O clube também teve o argentino Dante Bianchi como treinador, sendo que ele chegou ao Bahia ainda enquanto jogador. Contudo, não há muitas informações sobre sua passagem.


Ceará

O Vozão teve somente um técnico estrangeiro na história até hoje: Janos Tatray. O húngaro começou sua carreira em 1957 pelo Auto Esporte e, quatro anos depois, liderou o Ceará na conquista do Campeonato Cearense.

Ceará Treinadores Estrangeiros
Ceará teve somente um treinador estrangeiro na história. / Alexandre Schneider/Getty Images

Náutico

O Náutico popularizou os treinadores estrangeiros no Brasil muito antes da chegada de Hernán Crespo e Abel Ferreira. Foram sete gringos na equipe de Recife, sendo: Humberto Cabelli (Uruguai), Carlos Viola (Uruguai), Aurélio Munt (Paraguai), José Fiorotti (Uruguai), Ricardo Diéz (Uruguai), Alfredo González (Argentina), Dante Bianchi (Argentina) e Juan Pérez (Paraguai).

Cabelli foi Campeão Pernambucano em 1939, assim como Munt, em 1945. González também venceu o Estadual em 1963. Fiorotti pode até não ter ganho nenhum título, mas esteve presente na vitória sobe o poderoso Botafogo de Garrincha.


Sport

O Leão também não está imune aos populares treinadores gringos.
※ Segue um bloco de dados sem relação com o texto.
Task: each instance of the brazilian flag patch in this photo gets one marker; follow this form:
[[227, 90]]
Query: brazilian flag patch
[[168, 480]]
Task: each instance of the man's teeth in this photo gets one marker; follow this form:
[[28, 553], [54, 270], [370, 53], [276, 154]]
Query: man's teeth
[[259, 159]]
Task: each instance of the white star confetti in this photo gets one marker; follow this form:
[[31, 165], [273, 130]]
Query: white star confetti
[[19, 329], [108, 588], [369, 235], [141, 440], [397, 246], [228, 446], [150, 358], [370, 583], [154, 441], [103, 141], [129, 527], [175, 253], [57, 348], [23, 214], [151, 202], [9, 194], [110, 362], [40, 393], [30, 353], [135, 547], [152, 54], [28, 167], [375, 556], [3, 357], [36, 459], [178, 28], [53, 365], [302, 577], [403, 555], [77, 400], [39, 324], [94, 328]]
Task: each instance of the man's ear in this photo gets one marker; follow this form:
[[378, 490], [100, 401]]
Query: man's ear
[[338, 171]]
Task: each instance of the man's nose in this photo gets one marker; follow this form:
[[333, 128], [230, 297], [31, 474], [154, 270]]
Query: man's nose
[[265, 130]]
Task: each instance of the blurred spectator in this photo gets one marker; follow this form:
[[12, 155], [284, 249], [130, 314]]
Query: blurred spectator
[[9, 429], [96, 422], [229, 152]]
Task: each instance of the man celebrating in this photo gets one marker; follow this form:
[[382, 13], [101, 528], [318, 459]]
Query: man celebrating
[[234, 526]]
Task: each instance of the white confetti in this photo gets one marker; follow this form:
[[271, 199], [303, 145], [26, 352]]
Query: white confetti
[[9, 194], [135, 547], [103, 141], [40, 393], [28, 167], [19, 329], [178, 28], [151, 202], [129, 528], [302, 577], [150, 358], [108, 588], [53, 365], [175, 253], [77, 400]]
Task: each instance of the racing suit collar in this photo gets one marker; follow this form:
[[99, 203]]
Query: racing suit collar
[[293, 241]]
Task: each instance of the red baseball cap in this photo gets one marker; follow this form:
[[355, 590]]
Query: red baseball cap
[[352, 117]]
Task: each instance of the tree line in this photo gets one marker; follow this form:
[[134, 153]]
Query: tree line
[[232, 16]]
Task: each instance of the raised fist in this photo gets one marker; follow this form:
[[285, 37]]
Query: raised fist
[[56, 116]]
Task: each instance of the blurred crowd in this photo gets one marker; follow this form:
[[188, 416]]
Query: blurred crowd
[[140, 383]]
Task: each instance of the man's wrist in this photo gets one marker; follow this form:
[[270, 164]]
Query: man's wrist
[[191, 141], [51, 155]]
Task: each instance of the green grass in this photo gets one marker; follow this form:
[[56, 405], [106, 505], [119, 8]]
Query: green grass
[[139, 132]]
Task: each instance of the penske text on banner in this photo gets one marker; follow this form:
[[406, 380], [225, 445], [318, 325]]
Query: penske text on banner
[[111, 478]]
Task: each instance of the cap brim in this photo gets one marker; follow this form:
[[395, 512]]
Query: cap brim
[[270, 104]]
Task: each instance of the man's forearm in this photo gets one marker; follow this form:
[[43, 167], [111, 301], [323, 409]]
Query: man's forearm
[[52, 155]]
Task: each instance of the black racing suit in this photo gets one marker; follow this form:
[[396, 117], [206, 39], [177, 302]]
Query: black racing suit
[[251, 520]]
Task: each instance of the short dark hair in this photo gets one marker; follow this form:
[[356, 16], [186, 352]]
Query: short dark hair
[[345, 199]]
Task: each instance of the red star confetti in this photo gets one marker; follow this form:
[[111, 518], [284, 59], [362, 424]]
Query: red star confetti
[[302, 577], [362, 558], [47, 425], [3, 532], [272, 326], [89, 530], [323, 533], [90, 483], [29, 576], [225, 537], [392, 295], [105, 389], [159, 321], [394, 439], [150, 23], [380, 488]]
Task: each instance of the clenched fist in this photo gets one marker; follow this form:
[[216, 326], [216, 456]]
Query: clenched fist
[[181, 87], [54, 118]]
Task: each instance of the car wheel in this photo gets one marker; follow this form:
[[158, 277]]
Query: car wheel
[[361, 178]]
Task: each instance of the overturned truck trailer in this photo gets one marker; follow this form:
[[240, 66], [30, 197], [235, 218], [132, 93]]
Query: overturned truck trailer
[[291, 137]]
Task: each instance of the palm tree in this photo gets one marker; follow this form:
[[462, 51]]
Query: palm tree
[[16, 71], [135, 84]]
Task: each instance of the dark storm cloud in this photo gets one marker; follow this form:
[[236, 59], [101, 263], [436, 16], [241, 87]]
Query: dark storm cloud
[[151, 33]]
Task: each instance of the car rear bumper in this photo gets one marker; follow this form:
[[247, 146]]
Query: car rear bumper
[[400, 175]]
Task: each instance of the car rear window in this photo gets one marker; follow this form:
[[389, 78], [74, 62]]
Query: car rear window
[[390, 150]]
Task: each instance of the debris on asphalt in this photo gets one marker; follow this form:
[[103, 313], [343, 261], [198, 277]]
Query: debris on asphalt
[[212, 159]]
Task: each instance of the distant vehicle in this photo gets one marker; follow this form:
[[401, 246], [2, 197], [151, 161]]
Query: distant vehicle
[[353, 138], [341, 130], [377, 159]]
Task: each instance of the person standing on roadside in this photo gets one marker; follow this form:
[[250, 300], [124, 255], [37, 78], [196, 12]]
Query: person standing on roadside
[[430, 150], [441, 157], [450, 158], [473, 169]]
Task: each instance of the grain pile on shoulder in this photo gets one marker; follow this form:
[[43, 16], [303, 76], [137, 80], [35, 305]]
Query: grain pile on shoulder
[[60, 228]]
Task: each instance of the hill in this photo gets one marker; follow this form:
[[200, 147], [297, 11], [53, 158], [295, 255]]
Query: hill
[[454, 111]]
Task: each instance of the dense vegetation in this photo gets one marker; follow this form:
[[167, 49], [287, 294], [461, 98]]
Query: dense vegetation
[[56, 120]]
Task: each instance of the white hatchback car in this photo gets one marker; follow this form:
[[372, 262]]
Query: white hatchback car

No entanto, essa história começou ainda no início do século passado, com a chegada do uruguaio Carlos Viola. Desde então, Valentín Navamuel (Argentina), Ricardo Díez (Uruguai), Salvador Perine (Uruguai), José Fiorotti (Uruguai), Dante Bianchi (Argentina), Raúl Bentancor (Uruguai) e Filpo Núñez (Argentina) passaram pela equipe.

Foram Campeões Pernambucanos: Viola (1928), Díez (1941), Navamuel (1942 e 1943), Perine (1949), Fiorotti (1953) e Bianchi (1956 e 1958).


Vitória

O Vitória teve 10 técnicos do exterior ao longo da história. Foram eles: Carlos Viola (Uruguai), Rui Carneiro (Portugal), Dario Letona (Peru), Dante Bianchi (Argentina), Carlos Volante (Argentina), Sotero Monteiro (Espanha), Raul Betancourt (Uruguai), Alfredo González (Argentina), Sergio Ramirez (Uruguai) e Dejan Petković (Sérvio).

Dejan Petkovic Sérvio Vitória
Petkovic atualmente é jornalista. / Chris Brunskill/Fantasista/Getty Images

Volante foi Campeão Baiano pelo clube em 1953 e 1955.


Santa Cruz

O Santa Cruz, por sua vez, também teve alguns comandantes gringos, sendo eles: Dante Bianchi (Argentino), Ricardo Díez (Uruguai), Alfredo González (Argentina) e Sérgio Ramírez d'Ávila (Uruguai). González sagrou-se Campeão Pernambucano em 1957.